When she doesn't come I wonder nervously downstairs to see her (I think it's her) squinting at a map of the station. She begins to walk away, and I follow after, disturbed by how unsure I am that it is her. When I touch her shoulder to turn her around, our reunion is underwhelming, like meetings of loved ones here are. I don't hug her, though I want to.
She has come more than an hour to the train station to meet me, but she dismisses her own hospitality, saying, "I've never seen the Shanghai South Train Station" - a backwards excuse we delight in making to our friends. No one ever means exactly what they say and you're not SUPPOSED to take anything at face value.
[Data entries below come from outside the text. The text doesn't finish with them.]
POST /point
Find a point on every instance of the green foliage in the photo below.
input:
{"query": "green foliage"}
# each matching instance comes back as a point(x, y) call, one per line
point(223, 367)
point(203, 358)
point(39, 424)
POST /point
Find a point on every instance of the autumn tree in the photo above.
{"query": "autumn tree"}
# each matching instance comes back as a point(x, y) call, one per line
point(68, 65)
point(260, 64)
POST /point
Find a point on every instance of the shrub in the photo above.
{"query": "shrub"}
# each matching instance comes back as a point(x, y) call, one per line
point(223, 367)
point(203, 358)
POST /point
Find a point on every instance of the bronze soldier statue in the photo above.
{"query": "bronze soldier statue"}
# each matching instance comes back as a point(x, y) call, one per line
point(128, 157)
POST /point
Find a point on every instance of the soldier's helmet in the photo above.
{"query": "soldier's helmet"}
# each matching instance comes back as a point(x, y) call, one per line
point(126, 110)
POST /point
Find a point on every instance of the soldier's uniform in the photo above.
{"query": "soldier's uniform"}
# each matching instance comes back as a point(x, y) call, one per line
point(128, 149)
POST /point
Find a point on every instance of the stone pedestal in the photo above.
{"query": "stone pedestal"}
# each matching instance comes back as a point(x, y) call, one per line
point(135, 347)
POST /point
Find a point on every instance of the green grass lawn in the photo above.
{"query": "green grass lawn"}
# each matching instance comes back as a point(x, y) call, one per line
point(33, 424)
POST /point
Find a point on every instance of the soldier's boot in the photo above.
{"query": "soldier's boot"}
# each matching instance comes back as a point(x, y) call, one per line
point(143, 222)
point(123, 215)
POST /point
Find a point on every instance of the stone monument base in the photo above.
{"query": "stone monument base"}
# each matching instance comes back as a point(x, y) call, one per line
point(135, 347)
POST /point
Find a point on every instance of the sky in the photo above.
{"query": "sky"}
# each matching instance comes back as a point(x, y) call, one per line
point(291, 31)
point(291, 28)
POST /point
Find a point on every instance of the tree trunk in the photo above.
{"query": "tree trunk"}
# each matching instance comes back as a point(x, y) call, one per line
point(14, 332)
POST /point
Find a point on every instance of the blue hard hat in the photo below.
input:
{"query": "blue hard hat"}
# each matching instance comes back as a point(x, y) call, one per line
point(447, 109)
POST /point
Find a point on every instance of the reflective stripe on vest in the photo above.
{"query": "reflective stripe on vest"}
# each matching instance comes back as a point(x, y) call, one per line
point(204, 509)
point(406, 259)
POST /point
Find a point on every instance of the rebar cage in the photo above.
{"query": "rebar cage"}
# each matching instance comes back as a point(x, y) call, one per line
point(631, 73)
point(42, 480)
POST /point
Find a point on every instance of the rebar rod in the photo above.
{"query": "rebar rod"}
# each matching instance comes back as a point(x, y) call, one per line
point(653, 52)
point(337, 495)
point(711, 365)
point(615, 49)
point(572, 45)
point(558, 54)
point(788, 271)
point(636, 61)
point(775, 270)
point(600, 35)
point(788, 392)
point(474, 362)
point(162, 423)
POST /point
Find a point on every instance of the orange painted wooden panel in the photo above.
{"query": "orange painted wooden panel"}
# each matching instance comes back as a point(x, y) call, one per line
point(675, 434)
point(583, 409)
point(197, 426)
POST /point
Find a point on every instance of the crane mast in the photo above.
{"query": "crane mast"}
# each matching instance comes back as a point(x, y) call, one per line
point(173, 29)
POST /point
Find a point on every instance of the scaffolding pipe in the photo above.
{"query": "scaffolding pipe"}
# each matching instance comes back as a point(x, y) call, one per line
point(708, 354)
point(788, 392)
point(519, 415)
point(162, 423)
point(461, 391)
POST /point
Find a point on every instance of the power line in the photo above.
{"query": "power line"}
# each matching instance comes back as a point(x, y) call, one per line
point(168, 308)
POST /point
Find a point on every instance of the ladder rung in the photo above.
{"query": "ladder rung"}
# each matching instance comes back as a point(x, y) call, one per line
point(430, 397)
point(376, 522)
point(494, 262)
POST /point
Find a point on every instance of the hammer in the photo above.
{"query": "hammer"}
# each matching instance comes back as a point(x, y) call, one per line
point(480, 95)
We bus back out to the outlying district of Shanghai where she is stuck in (forgive me) nothing of a life. Just work (and nothing to hold her there) and trying to make it another year or two when the college loans will be paid off and she can return to Sichuan. An older cousin and his family but she doesn't see them often. No money to go out on the weekends. No ping-pong in the common room because someone would call her boyfriend and tell him she's hanging out with other guys. You could mistake the place for any small city, China. We spend two days between the hotel room they have rented for me and the restaurants where we eat lunch and dinner with her boyfriend, who is nice, and gentlemanly in every patronizing way. She stays with me at the hotel and finally we have someone to whom we can tell everything.
On the second night we gang up on her boyfriend about the dinner choice. We want dumplings. He wants to go back to the same Sichuan restaurant where we had (granted, a very tasty) lunch. We win. The dumplings are terrible. I buy microwave popcorn and we go back to the hotel to watch TV.